Reputation: 59
The code is getting messy somewhere in the loop! Please help me to solve it.
Replicate and/or reassign most of the array elements in the multi-dimensional array, using reference elements.
File-1: List of array indices & the elements that needs to be maintained in the original array.
File-2: The original multi-dimensional array that needs to be rewritten with the above info. Except the elements from the above, the rest of all elements have to be reassigned.
File-3: Expected output (reassigned array elements)
Note: Addition to the array indices from file1, rest of all the indices will be replaced with the reference line. Reference line is usually present in the first line of the array.
In the modified array, the reference line is not needed.
File-1:
ID1 2 E1,E4
ID2 5 E6,E7,E9
ID3 1 E3
File-2:
ID1.txt
Ref K L M N O P A B C D
E1 S H G U S K R E K K
E2 S L G N O P A B C D
E3 S L G N O P A B C D
E4 U L G G O P A B C D
E5 U L M G O P A J C D
E6 U L M G O P A J C D
E7 U L M G O P A J C D
E8 U L M G O P A J C D
E9 S L M N O P A J C D
E10 S L M N O P A J C D
.
.
.
File-3: Expected output
new_ID1.txt
E1 K L G N O P A B C D
E2 K L M N O P A B C D
E3 K L M N O P A B C D
E4 K L G N O P A B C D
E5 K L M N O P A B C D
E6 K L M N O P A B C D
E7 K L M N O P A B C D
E8 K L M N O P A B C D
E9 K L M N O P A B C D
E10 K L M N O P A B C D
.
.
.
In the expected output, (new_ID1.txt), second index of the array for "E1" and "E4" is maintained from the original array.

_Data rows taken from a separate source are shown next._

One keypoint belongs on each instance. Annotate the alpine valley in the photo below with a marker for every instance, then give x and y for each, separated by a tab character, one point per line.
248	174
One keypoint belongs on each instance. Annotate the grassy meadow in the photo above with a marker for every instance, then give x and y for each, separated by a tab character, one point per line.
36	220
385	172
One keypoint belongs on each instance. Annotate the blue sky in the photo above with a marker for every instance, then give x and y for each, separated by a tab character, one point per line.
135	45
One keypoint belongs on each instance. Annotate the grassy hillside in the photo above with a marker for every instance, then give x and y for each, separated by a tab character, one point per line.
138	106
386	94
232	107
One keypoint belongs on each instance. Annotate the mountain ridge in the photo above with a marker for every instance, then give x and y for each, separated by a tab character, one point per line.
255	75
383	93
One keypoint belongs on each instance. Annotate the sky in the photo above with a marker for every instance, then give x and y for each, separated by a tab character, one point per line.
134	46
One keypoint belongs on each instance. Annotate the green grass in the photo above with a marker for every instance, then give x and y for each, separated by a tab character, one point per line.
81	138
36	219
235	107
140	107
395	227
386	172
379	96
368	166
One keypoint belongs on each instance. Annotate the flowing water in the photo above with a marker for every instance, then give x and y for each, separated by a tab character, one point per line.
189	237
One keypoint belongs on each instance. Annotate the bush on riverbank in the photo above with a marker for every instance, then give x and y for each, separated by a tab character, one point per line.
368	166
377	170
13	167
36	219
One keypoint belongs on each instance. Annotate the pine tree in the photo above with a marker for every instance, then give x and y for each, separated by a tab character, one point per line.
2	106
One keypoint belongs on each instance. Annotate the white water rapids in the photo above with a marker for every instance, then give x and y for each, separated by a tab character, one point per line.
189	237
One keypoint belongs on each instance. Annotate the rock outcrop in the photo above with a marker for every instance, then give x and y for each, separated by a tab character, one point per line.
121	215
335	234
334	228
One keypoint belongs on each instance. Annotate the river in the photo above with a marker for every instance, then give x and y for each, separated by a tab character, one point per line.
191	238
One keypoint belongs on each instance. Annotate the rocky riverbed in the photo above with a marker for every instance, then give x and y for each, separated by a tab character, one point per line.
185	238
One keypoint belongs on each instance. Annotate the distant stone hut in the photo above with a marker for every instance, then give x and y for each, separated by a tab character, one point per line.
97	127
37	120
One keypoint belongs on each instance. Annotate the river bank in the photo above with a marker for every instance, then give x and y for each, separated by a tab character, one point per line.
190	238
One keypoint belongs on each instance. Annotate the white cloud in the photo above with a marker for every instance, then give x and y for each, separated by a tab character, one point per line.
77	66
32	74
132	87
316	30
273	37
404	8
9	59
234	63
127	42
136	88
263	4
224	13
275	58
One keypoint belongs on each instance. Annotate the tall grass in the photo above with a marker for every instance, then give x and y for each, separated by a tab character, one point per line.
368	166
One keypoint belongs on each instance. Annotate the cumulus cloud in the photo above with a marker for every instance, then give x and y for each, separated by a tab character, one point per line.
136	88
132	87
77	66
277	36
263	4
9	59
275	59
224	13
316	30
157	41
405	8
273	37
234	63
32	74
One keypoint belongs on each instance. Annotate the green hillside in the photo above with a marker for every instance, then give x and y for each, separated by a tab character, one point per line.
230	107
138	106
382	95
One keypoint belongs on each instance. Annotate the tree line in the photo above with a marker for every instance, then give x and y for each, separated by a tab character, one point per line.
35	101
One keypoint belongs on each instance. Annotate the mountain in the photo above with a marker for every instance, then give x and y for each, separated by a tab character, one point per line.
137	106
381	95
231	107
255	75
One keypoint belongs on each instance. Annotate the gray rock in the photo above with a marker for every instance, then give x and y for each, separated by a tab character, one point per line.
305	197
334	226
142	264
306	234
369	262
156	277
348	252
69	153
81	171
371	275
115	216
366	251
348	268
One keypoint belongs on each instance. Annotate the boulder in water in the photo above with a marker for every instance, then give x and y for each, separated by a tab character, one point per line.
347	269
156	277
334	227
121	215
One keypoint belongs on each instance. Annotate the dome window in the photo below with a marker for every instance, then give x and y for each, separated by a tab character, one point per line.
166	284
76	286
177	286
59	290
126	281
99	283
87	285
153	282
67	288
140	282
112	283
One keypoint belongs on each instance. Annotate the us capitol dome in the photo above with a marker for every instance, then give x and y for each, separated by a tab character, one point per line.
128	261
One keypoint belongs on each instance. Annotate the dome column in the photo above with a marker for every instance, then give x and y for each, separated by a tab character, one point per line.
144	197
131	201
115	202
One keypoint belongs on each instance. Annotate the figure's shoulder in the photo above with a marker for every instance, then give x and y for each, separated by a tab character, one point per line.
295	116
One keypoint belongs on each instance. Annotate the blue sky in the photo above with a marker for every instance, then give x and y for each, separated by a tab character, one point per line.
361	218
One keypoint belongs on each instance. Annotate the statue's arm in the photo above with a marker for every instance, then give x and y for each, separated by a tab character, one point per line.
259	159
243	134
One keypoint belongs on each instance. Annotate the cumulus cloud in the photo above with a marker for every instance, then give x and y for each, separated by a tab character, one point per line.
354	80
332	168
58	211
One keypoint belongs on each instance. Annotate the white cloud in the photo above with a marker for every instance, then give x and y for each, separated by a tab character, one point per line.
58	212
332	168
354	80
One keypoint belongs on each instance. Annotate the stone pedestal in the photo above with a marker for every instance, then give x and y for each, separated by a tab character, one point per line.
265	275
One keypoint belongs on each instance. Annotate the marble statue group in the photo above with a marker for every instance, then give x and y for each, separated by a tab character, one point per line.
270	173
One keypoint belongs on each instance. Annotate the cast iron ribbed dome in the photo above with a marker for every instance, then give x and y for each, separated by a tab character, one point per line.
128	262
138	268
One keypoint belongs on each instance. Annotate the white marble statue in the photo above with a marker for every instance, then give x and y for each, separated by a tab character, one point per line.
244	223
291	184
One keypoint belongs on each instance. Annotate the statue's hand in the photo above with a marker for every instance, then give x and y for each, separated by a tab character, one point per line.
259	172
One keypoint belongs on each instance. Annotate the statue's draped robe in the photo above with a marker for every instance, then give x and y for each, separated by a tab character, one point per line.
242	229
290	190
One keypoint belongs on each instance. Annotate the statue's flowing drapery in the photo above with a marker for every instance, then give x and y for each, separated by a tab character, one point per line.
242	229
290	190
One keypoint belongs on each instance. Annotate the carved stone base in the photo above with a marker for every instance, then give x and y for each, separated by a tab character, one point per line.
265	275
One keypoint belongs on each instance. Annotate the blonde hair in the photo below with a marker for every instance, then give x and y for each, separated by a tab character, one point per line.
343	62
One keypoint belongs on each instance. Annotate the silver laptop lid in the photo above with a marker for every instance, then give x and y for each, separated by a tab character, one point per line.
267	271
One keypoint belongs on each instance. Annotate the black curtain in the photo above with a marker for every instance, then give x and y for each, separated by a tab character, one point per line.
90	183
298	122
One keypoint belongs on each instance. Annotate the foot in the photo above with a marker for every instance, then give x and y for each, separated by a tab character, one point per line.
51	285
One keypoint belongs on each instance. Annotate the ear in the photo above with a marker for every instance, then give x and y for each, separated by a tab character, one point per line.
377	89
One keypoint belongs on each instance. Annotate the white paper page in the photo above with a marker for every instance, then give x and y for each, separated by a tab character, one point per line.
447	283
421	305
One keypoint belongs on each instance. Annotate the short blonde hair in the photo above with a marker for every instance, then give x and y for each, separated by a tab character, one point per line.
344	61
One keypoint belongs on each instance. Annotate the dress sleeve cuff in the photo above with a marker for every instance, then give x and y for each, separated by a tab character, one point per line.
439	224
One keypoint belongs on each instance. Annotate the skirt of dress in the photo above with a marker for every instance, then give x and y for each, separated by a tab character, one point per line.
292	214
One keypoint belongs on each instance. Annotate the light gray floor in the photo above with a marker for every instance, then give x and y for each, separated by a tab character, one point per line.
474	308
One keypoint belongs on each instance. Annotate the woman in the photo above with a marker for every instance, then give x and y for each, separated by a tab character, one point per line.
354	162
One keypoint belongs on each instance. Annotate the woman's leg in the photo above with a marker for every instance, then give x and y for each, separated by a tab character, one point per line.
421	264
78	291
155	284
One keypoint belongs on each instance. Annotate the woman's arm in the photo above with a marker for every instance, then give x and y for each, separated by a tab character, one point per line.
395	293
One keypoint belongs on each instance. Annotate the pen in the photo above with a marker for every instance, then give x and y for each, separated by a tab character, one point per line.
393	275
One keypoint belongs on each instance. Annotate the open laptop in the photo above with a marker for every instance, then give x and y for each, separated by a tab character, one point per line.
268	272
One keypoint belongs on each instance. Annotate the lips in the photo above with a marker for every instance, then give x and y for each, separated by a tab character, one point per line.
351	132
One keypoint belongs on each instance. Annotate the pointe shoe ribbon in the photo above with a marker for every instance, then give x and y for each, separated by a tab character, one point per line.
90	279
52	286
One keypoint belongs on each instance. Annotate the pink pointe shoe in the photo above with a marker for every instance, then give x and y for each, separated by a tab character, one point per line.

Everything else is replaced by the reference line in "E2,E3,E5...".
#!/usr/bin/perl
use strict;
use warnings;
my %HoHoA = ();
open(IN,"ids.txt");
my @ids = <IN>; chomp @ids; close IN;
open(IN2,"indices_and_values.txt");
while(my $l = <IN2>)
{
chomp $l;
my @tmp = split "\t", $l;
my $lid = $tmp[0];
my $pos = $tmp[1];
my @gps = @tmp[2..$#tmp];
foreach my $g (@gps)
{
push @{$HoHoA{$lid}{$g}}, $pos;
}
}
close IN2;
foreach my $outer (sort keys %HoHoA)
{
open(IN3,"$outer.txt");
my @rS = <IN3>; chomp @rS; close IN3;
my @orgArr = (); my @refArr = (); my @newArr = ();
foreach my $unk (@rS)
{
@orgArr = split "\t", $unk;
if($unk =~ /^Ref/)
{
@refArr = split "\t", $unk;
next;
}
foreach my $inner (sort keys %{$HoHoA{$outer}})
{
if($inner =~ /^$orgArr[0]/)
{
foreach my $ele (sort {$a <=> $b} @{$HoHoA{$outer}{$inner}})
{
$refArr[$ele] = $orgArr[$ele];
}
}
#else
#{
#}
}
print ">$orgArr[0]\t";
print join("\t",@refArr[1..$#refArr]);
print "\n";
}
@rS = ();
print "\n";
}
Upvotes: 3
Views: 109
Reputation: 66881
The shown code is well-meant but a bit too complicated; you may have lost your way in the maneuvers over the nested data structure. Here's another, simpler, approach.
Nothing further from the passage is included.